PvRbohB silencing causes transcriptomic changes in P. vulgaris with and without symbionts
RBOHs, plant NADPH oxidases, are one of the specific enzymes that produce ROS in plants. An increasing body of evidence indicates that ROS production by RBOHs is involved in the regulation of root hair and primary root growth . Loss-of-function studies of several RBOHs resulted in a reduction in primary root growth in Arabidopsis [48, 49]. Particularly, PvRbohB silencing showed a marginal reduction in the growth of the main root and a significant reduction in lateral root density . In this work, the expression levels of the cell wall-remodeling genes, as well as genes involved in the cell cycle and the biosynthesis of and response to auxins, were considerably downregulated in the PvRbohB-silenced roots (Fig. 2b). These results are consistent with the 15% reduction in lateral root density, as well as the differences in lateral root lengths detected in PvRbohB-RNAi roots at 1 to 7 days postemergence [13, 28], confirming that PvRbohB is an important component of growth and development in P. vulgaris roots.
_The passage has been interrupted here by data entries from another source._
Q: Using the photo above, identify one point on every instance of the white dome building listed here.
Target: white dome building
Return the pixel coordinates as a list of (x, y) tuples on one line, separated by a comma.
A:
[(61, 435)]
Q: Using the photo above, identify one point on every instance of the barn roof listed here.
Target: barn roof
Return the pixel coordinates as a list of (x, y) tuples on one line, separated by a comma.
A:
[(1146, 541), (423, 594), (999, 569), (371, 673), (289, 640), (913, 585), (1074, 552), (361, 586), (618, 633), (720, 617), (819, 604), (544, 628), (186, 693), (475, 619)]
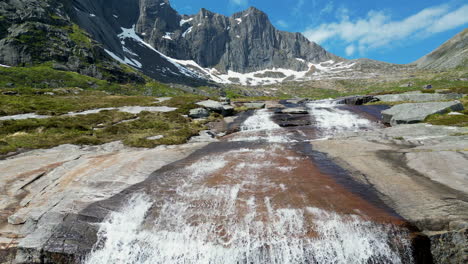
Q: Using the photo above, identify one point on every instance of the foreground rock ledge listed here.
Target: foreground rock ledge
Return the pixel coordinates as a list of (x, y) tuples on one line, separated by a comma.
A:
[(40, 189), (420, 171)]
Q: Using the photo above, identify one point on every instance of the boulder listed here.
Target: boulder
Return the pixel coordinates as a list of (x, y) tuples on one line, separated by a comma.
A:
[(357, 100), (296, 101), (255, 105), (199, 113), (212, 105), (295, 110), (10, 93), (416, 112), (227, 110), (418, 97)]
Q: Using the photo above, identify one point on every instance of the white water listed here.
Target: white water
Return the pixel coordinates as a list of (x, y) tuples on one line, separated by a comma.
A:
[(332, 121), (235, 218), (260, 127)]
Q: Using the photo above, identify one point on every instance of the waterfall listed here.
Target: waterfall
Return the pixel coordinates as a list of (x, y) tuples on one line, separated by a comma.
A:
[(332, 121), (252, 204)]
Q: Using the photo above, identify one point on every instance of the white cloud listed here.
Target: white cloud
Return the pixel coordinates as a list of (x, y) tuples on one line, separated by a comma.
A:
[(281, 23), (328, 8), (378, 29), (297, 9), (451, 20), (350, 50), (239, 2)]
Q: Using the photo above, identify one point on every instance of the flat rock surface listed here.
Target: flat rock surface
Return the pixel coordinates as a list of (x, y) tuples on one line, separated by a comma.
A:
[(39, 188), (211, 105), (295, 110), (417, 112), (418, 97), (420, 170)]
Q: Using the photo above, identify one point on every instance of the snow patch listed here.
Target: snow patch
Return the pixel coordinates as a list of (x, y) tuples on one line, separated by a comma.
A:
[(168, 35), (187, 32), (183, 21)]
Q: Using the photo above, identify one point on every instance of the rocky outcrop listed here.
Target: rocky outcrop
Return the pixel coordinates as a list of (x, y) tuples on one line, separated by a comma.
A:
[(357, 100), (417, 97), (452, 54), (34, 32), (42, 190), (416, 112), (214, 106), (430, 195), (244, 42)]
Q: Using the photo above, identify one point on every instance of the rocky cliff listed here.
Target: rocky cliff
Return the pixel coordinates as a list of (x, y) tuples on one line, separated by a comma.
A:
[(35, 32), (244, 42), (451, 54)]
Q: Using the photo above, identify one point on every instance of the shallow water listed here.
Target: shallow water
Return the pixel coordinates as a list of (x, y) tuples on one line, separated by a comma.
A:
[(261, 195)]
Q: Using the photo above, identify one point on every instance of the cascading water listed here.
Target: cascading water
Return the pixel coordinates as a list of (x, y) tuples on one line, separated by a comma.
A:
[(260, 202), (331, 120)]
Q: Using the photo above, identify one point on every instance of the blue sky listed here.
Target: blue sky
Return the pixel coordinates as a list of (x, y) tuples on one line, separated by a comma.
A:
[(396, 31)]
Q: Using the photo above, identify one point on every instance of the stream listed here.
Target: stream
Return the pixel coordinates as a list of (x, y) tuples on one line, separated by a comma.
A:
[(260, 195)]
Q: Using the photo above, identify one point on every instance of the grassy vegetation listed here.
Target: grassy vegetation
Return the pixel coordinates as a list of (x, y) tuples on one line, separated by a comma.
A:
[(332, 88), (103, 127), (79, 36), (57, 105), (451, 120), (27, 80)]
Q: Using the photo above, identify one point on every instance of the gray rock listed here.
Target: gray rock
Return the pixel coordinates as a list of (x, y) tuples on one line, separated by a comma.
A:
[(296, 101), (212, 105), (417, 112), (449, 55), (199, 113), (155, 137), (227, 110), (417, 97), (450, 247), (254, 105), (294, 110), (10, 93), (357, 100)]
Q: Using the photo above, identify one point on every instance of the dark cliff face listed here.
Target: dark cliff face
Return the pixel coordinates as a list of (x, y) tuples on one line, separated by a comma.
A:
[(244, 42), (36, 31)]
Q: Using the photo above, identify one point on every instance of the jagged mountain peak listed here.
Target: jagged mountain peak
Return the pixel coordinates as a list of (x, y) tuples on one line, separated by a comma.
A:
[(453, 53)]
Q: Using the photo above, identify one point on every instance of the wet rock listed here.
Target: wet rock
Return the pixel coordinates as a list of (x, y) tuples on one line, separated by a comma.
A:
[(294, 110), (357, 100), (211, 105), (410, 84), (450, 247), (59, 184), (227, 110), (417, 97), (16, 220), (155, 137), (204, 136), (254, 105), (199, 113), (416, 112), (10, 93), (296, 101)]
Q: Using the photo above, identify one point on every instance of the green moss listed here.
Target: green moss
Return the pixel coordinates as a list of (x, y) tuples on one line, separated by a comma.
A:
[(79, 36), (27, 80), (93, 129), (448, 120), (57, 105)]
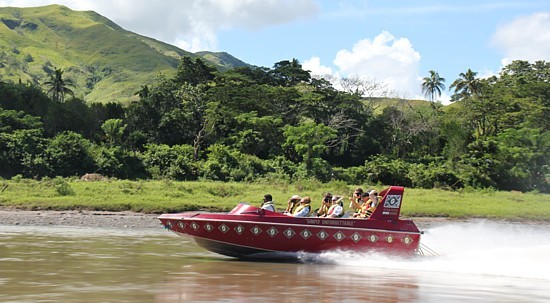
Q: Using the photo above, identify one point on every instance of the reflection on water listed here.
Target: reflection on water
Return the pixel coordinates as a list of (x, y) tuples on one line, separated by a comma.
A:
[(478, 262)]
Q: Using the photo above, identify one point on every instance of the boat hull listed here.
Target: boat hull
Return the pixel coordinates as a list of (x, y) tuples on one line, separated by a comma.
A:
[(250, 232)]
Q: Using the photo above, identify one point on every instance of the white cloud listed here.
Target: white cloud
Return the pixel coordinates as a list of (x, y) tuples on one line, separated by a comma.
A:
[(191, 24), (525, 38), (314, 66), (385, 59)]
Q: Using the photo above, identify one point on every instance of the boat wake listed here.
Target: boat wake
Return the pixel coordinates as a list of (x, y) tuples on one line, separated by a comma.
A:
[(481, 247)]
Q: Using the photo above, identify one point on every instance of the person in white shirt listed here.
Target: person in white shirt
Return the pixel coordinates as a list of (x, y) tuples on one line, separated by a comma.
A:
[(304, 209), (336, 210), (268, 203)]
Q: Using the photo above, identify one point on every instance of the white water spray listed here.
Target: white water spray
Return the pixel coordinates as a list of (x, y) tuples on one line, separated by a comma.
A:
[(480, 248)]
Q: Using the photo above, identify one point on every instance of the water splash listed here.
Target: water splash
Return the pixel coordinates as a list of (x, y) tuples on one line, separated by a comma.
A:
[(480, 247)]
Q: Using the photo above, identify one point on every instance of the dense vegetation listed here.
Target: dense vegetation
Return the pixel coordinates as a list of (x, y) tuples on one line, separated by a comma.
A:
[(159, 196), (279, 123), (105, 62)]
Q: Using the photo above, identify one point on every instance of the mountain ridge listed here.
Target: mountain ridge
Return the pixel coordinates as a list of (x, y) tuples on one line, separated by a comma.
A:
[(106, 62)]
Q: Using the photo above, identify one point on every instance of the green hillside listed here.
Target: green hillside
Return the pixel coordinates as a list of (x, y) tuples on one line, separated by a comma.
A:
[(106, 62)]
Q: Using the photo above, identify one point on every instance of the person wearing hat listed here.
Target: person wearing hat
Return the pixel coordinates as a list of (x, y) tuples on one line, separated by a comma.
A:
[(355, 200), (336, 210), (325, 205), (370, 199), (268, 203), (292, 203), (304, 208)]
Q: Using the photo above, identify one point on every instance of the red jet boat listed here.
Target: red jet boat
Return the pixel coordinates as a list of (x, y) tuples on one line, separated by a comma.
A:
[(249, 232)]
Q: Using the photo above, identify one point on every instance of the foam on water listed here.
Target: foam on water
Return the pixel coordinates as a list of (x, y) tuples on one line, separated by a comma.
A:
[(481, 248)]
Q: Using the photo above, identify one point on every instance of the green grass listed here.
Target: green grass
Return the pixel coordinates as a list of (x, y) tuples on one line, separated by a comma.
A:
[(171, 196), (75, 40)]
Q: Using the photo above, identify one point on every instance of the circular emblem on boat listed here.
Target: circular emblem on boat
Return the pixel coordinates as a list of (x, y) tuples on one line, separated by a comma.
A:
[(356, 237), (339, 236), (223, 228), (239, 229), (272, 232), (289, 233), (305, 234), (373, 238), (322, 235), (256, 230)]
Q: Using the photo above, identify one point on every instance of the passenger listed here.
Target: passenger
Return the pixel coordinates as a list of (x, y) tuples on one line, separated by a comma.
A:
[(370, 203), (292, 204), (268, 203), (355, 200), (304, 208), (325, 205), (336, 210)]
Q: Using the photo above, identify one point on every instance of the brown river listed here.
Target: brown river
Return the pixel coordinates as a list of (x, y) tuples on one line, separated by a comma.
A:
[(478, 261)]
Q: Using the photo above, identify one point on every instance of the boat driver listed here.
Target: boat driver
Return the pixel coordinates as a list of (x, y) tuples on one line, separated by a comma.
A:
[(336, 210), (304, 209), (268, 203), (293, 202)]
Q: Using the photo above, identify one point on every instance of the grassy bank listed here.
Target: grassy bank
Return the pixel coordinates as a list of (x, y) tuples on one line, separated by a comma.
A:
[(170, 196)]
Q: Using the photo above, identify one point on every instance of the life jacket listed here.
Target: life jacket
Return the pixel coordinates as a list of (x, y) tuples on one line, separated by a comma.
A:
[(323, 210), (269, 206), (333, 207), (300, 208), (368, 208)]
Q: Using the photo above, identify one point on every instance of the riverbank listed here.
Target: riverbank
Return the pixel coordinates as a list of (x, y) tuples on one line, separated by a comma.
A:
[(123, 219)]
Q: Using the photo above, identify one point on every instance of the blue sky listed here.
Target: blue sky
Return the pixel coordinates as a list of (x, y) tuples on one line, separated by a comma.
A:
[(392, 42)]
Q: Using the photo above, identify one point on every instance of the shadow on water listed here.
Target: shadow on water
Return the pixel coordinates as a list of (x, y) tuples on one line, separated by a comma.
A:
[(479, 262)]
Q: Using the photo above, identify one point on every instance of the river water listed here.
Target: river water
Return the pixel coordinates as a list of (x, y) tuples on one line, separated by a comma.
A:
[(478, 261)]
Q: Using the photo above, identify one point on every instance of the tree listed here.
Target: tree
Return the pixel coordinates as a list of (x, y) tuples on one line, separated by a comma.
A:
[(194, 72), (289, 73), (433, 85), (58, 86), (113, 129), (467, 85), (308, 140)]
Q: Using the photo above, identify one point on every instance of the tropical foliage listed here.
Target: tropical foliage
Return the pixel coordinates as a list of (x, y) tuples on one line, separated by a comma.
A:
[(256, 123)]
Under symbiotic conditions, PvRbohB silencing affected the expression of approximately half the number of DEGs in the nonsilenced roots under nodulation and mycorrhization conditions. In rhizobial-inoculated roots, 20% of the induced genes in control roots were upregulated in PvRbohB-RNAi roots, while in mycorrhized roots, only 0.7% exhibited a similar response in PvRbohB-RNAi roots. These results suggest that PvRbohB silencing had a more drastic impact on the transcriptome changing of the initial steps of AM. Consistent with these results, a significant repression of gene expression was observed during the initial stages of rhizobial infection and AM colonization in M. truncatula transgenic roots with silenced MtROP9i relative to the control . By contrast, a transcriptome analysis performed on the roots of M. truncatula inoculated with S. meliloti revealed that the expression of 67% of the genes required for the symbiosis were affected by a treatment with diphenylene iodonium, an inhibitor of ROS production . Furthermore, several genes involved in cell wall remodeling, early nodulins, and biosynthesis of and response to phytohormones such as auxins and ethylene had an opposite expression pattern between rhizobial-inoculated and mycorrhized control roots against PvRbohB-RNAi inoculated roots. Likewise, transcription factors such as WRKYs which can function up- and downstream of hormones and control developmental processes via auxins, cytokinins, and brassinosteroids . Our data strongly suggest that PvRbohB plays a central role in cell wall remodeling and the response to phytohormones under symbiotic conditions.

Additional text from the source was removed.